A data-science approach to simulating global spatiotemporal urban land expansion patterns throughout the 21st century
Assistant Professor, Department of Geography and the Data Science Institute, University of Delaware
Time: May 16, 2019 @ 2:00 PM to 3:00 PM
Location: Ewing Hall, Room 336
Global spatially-explicit long-term simulations of urban land expansion under alternative scenarios are essential for studying interactions between human societies and global environmental change. This talk presents a data-science approach using newly available time series of fine-spatial-resolution remote sensing observations of urban land spanning the past 30 years, along with spatial population, economic growth, and environmental variables, to developing a spatiotemporal simulation model accommodating the needs of global environmental change impact studies.

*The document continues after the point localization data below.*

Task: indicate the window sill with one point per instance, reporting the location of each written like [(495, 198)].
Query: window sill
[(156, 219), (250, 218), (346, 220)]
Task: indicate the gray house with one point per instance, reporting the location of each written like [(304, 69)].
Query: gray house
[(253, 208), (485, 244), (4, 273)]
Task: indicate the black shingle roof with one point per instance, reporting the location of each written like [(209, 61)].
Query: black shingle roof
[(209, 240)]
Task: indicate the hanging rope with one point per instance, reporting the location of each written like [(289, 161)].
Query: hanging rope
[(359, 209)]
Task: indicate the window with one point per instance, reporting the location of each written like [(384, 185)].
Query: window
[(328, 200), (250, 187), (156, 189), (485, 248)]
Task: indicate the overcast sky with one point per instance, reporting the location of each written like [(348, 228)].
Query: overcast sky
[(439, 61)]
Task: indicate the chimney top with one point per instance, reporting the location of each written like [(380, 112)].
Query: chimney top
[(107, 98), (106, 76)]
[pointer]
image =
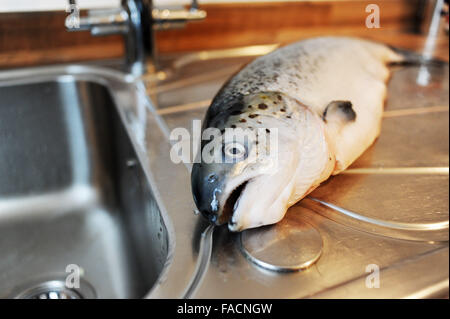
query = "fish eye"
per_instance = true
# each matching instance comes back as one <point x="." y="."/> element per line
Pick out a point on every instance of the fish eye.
<point x="235" y="150"/>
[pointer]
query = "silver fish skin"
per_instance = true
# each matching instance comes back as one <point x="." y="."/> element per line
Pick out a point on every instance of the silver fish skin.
<point x="323" y="97"/>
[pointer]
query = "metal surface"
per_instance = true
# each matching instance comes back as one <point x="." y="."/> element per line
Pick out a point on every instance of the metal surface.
<point x="390" y="209"/>
<point x="132" y="19"/>
<point x="97" y="188"/>
<point x="57" y="289"/>
<point x="290" y="245"/>
<point x="80" y="186"/>
<point x="135" y="20"/>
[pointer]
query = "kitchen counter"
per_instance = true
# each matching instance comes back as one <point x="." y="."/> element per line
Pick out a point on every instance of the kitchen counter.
<point x="389" y="209"/>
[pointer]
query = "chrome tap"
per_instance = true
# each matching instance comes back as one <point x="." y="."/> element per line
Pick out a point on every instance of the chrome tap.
<point x="136" y="20"/>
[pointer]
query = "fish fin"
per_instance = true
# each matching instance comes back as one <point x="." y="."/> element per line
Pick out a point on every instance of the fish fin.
<point x="342" y="109"/>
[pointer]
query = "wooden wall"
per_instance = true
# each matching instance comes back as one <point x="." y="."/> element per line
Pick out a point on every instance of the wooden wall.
<point x="40" y="38"/>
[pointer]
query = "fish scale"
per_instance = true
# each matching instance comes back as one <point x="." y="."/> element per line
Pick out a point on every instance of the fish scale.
<point x="323" y="97"/>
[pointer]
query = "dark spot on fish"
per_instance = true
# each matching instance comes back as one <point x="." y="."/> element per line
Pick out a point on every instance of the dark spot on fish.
<point x="262" y="106"/>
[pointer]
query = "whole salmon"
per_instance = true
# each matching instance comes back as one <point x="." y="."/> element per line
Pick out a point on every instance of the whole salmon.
<point x="324" y="97"/>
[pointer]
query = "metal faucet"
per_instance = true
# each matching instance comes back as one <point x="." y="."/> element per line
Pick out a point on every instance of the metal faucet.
<point x="136" y="20"/>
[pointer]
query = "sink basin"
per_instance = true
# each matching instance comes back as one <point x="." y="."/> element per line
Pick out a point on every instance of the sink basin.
<point x="73" y="194"/>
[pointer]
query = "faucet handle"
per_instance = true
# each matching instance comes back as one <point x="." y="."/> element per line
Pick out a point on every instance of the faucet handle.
<point x="164" y="19"/>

The model makes future projections by allowing spatial entities of different scales (nations, regions, and grid cells) to organically evolve along and switch between different urbanization trajectories identified via mining past urbanization patterns. It was used in combination with Monte Carlo experiments to generate urbanization pathways reflecting narrative-based global socioeconomic scenarios. Our approach is unique and improves existing large-scale spatial urban land modeling efforts in at least four ways: close calibration to historical time series data, explicit portrait of subnational, local spatial variations, robust long-term extrapolation, and integration of both quantitative and qualitative information. This work demonstrates challenges and rewards of applying machine-learning models in studying long-term large-scale human-environment interactions. The results show that the amount of urban land on Earth by 2100 strongly depends on societal choices and actions in years to come. For example, the total amount of urban land in 2100 in the U.S. can be 1.3 – 4.0 times its present-day amount, and the range for China is 1.9 – 5.9.